129 cm x 75 cm     Acrylic on linen     1999

$Aud5,300 + GST 10% for sales in Australia
export  price  $Aud5,300  SOLD


Dreaming

The area in this painting is a site known to the Luritja tribes as Illpili. Important ceremonies were acted out at this place back in the Dreamtime. These ceremonies set the law for this area.

At one point of time another Dreaming (Wily Wagtail) came to give the people warning of a great storm that were at hand. The people took heed and started creating wind breaks to protect the site. Today you see large stone hills almost the size of mountains that were formed from these wind breaks.

The concentric circles depict  waterholes, this underground spring which was formed by ice (Hail Storm). The hail stones struck the area with such ferocity they created a water hole. Still today even in the searing heat of the desert there is cold water available from this underground water hole.

Many important ceremonies are still held at this site today. This painting represents the women ceremony aspects of this Dreaming and site.


PANSY NAPANGARDI


Warlpiri artist, Pansy Napangardi was born in 1949 and grew up on a mission settlement at Haast’s Bluff in Central Australia. She moved to Alice Springs in 1989.


"When I was a young girl we always travelled around a lot. We'd go to a swimming hole, hunting or gathering bush tucker. Later on I saw my uncle painting and I asked him, 'Can you tell me my mother's dreaming?  I want to put them down."

She did learn those dreamings although they came through her mother’s cousin, Anmanarri Nungurrai, who sketched them out for her in the desert sand. This was the time-honoured way of passing on stories of the Jukurrpa. These are the dreamings she paints to this day. They include: Seven Sisters, Hail, Desert Raisin and Kungka Kutjara (Two Women) 

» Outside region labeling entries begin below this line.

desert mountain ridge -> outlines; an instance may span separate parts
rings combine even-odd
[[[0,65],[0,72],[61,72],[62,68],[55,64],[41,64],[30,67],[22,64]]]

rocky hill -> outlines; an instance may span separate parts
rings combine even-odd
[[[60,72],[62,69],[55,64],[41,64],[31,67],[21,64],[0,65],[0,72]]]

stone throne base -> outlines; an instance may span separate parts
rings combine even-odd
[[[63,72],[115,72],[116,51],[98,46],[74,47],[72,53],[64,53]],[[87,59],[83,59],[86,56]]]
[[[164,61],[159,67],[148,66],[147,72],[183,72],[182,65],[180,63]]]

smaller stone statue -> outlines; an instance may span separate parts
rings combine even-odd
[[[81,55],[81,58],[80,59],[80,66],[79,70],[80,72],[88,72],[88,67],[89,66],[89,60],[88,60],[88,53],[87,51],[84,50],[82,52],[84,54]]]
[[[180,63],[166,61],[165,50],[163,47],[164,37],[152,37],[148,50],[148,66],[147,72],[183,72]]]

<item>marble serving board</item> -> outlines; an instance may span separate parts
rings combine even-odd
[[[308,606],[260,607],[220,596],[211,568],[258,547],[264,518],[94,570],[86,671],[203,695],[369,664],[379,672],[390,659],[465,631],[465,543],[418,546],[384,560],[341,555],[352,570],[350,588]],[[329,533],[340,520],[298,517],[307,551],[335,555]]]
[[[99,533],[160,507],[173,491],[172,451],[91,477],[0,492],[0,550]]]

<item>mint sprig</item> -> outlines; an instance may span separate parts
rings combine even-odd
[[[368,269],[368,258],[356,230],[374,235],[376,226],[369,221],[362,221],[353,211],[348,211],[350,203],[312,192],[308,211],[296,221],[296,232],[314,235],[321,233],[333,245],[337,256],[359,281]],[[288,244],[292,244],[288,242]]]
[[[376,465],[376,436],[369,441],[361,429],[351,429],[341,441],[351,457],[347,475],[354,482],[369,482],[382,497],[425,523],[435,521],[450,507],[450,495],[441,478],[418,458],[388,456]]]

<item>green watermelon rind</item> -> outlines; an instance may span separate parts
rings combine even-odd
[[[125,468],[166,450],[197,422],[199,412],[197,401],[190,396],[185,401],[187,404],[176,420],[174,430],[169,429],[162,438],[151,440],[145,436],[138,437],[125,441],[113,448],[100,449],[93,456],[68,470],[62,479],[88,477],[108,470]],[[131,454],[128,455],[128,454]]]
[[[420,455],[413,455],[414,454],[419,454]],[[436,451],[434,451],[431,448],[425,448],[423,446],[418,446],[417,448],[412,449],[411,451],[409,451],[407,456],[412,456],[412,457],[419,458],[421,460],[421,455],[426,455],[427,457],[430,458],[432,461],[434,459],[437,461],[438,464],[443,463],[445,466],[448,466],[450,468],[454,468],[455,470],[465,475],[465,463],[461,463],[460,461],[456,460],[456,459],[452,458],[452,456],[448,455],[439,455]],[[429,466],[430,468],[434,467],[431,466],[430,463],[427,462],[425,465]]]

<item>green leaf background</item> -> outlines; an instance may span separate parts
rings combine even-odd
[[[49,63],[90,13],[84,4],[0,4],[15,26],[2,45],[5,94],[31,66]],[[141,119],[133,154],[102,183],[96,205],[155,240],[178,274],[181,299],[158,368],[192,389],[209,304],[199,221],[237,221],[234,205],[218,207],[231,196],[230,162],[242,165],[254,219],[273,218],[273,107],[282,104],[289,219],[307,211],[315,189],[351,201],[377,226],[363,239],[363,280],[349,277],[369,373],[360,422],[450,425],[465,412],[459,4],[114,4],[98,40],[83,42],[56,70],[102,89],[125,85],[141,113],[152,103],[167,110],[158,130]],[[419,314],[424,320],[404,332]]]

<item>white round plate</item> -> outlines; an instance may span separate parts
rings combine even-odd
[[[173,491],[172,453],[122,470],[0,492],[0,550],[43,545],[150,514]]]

She practiced creating these stories for herself on paper and later used her designs to develop collages made from ininti seeds. These  seeds were normally used by the women to make decorative jewellery. After gaining valuable experience with  these forms, Pansy moved finally into her preferred medium, acrylic on canvas.

Since that time Pansy's paintings have received world acclaim. Today she is considered as one of the outstanding women artists of the desert movement.

Although it has been said that Aboriginal women have only been painting since  the 1980's, Pansy considers that she, like her sister Eunice Napangardi, commenced  painting earlier. She began recording her dreamings in the early 1970's at the start of the Papunya art movement. By observing Johnny Warangkula and Kaapa, two established artists, Pansy's style was gently formed. Unlike many other women artist now associated with the Papunya Tula Artists Pty Ltd she did not serve an apprenticeship, but began painting for herself. At that time the financial resources continued to flow to the senior initiated men who had started the movement. She sold her work privately through Alice Springs dealers until 1983 when she started painting with the Papunya Tula Artists Pty Ltd on a full time basis.

Pansy's work gives voice to her traditional beliefs and symbolises a triumphal  cultural statement by the once near-defeated people of the Central Australian Desert.

Her paintings are remarkable for their use of colour. Blues, greens and pinks  create a spiritual vigour and nervous energy that excite the eye. They are refreshing with their striking vitality and  diversity of shapes and patterns. Her paintings represent the fertility and glory of her traditional land, and make a statement about the unique relationship that she and her people have with that land. Pansy is an artist who constantly experiments and surprises. Her close contact with Non-Aboriginal Australians has led her in her search of new rhythms  and frontiers yet she always remains firm within the confines of Aboriginal traditions.        

Her work was seen at the 1988 Brisbane Expo as well as on the cover of 'The Inspired Dream', which was published at the same time. She has had several solo exhibitions, one of them at the Sydney Opera House, followed by the Gallery Gabrielle Pizzi, Melbourne. Her work has featured in many group exhibitions including  'Mythscapes' at the National Gallery Canberra and the 'Karnta' exhibition at the New South Wales Art Gallery. In  1989 Pansy Napangardi was awarded the 6th National Aboriginal Art Award and in 1993 the Northern Territory Art Award, both highly-sought after awards in the Aboriginal art world. During 1998-2000 her work is touring Australia in the successful “Tjinytjilpa” exhibition which had earlier had been shown in Washington DC.